L’immagine scelta per il logo del Consorzio è una coccinella, simbolo della biordiversità che caratterizza questo territorio, con tre ruote sulle ali a memoria di un nobile passato.
Nato nel 2014, il Consorzio Tutela Roero ha come missione principe far conoscere quel vino che nel 2004 ha ottenuto la DOCG per entrambe le tipologie: bianco da uve Arneis e rosso da uve Nebbiolo.
Il Roero è una realtà vinicola importante che, attraverso le numerose iniziative svolte in Italia, ha ottenuto un posto di rilievo anche in un mondo di grandi rossi.
Presieduto da Massimo Damonte, del consorzio fanno parte 19 comuni con 258 produttori, per 1345 ettari di superficie vitata di cui i tre quarti vengono destinati all’Arneis.

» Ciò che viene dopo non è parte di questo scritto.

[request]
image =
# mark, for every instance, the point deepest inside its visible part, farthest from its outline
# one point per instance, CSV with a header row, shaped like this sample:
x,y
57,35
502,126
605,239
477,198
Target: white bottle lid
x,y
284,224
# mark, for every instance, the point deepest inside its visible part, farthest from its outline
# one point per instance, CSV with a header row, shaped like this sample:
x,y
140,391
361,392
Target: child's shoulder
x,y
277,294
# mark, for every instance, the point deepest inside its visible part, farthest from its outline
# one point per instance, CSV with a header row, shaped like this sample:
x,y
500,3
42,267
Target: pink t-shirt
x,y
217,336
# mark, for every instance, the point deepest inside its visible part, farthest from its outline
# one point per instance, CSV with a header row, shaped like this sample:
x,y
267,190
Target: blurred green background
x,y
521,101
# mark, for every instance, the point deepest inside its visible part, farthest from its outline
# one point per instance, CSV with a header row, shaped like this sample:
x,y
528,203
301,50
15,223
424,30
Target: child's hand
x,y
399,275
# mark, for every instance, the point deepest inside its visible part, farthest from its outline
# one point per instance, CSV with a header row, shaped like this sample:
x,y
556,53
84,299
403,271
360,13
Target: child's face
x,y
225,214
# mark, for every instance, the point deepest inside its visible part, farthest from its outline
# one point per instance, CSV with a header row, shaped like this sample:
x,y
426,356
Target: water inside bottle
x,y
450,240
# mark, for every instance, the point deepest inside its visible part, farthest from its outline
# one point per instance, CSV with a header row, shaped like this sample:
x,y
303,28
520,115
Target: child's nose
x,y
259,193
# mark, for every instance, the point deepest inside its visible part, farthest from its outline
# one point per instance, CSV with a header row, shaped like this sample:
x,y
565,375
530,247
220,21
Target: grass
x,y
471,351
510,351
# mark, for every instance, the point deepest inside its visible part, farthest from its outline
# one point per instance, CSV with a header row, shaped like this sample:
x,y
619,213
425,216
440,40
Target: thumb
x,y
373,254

Le colline del Roero rappresentano un territorio unico, che insieme alle Langhe e al Monferrato sono Patrimonio Unesco.
Un paesaggio suggestivo la cui struttura geologica, con terreni più sabbiosi e argillosi e più giovani dei suoi confinanti, ha permesso una produzione enologica significativa e distintiva.
Attualmente la produzione è di oltre 8 milioni di bottiglie di cui 6 mila di Roero rosso.
L’appuntamento bolognese ha visto l’abbinamento dei vini ai piatti realizzati dallo chef stellato Agostino Iacobucci.
Sei cantine hanno presentato la propria interpretazione di un vino con diverse personalità.

Il Giovanni Roero Arneis 2018, di Angelo Negro, spumante metodo classico ha dato il benvenuto agli ospiti con l’entrée.
il Careglio 2024 ha sposato Passeggiando in Emilia Romagna (con un tocco di Piemonte n.d.r.) ricciola marinata con salsa di nocciole
Sole Riserva 2023 di Massucco ha accompagnato l’Anguilla di Comacchio, mandorla, yuzu, ponzu, misticanza e salsa orientale
L’Alterno della Fontana Riserva 2020 della Tenuta Carretta ha valorizzato la Seppia, spuma d’aglio, olio piccante e lime.
Per il Tortello di coniglio alla genovese laccato di cipolla, provola affumicata, erbe amare e tartufo è stato scelto Mompissano riserva 2022 di Cascina Ca’ Rossa.
Un 2006, Roche d’Ampsej – Matteo Carreggia ha esaltato l’Agnello cotto al fieno, funghi, limone cicoria, camomilla e il suo jus.